Londyńskie metro to raj dla szkodników zwierzęcych. I nie jest to zaskakujące, ponieważ w rzeczywistości jest to podziemna sieć ciepłych ciemnych tuneli pod jednym z najbardziej ruchliwych miast na świecie. Jednak oprócz szczurów i nietoperzy zamieszkujących ten ogromny labirynt, jest jeszcze inny nieprzyjemny mieszkaniec. To jest Culex pipiens f. molestus, znany również jako „London Underground Mosquito”.
Genetycy Kate Byrne i Richard Nichols zgłosili to po raz pierwszy w swoich badaniach z 1999 roku. Ich praca została nazwana „Culex pipiens w tunelach londyńskiego metra: różnice między populacjami naziemnymi i podziemnymi”. Ten gatunek komara jest unikalny dla londyńskiego metra.

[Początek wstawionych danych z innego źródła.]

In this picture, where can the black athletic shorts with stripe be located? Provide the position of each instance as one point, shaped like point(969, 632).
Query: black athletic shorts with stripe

Udało mu się przystosować do tego surowego podziemnego środowiska, przetrwać tam i osiągnąć dobrobyt.
Komary potrzebują stojącej wody, aby złożyć jaja. W tunelach metra nie jest niczym niezwykłym. Jednak ze względu na to, że każdego dnia przechodzą przez nie miliony ludzi, te kałuże zawierają sporo różnych substancji organicznych, takich jak pozostałości kanapek i ludzkich komórek skóry, a zatem składników odżywczych. Po złożeniu jaj w takiej wodzie, komary matki mogą być pewni, że każda z ich młodych będzie rosła duża i zdrowa. Woda w metrze jest tak pożywna dla komarów, że samice nie muszą pić krwi przed złożeniem jaj.
Chociaż owady te zostały uznane za odrębny gatunek dopiero w 1999 r., Istnieją dowody, że istniały one od XIX wieku. Potem ich przodkowie skolonizowali budowę metra. Istotnie, było wiele doniesień, że londyńczycy ukrywający się w tunelach podczas II wojny światowej byli regularnie atakowani przez te stworzenia..
Co więcej, całkiem niedawno - w 2011 r. - podobne komary znaleziono w metrze Nowego Jorku, które nie mogły wywołać alarmu. Co gorsza, przedtem zalali domy położone nad liniami metra.
Jak myślisz, jakie nowe typy mogą pojawić się w metrze w Moskwie lub Petersburgu? Podziel się pomysłami w komentarzach i nie zapomnij przesłać dalej!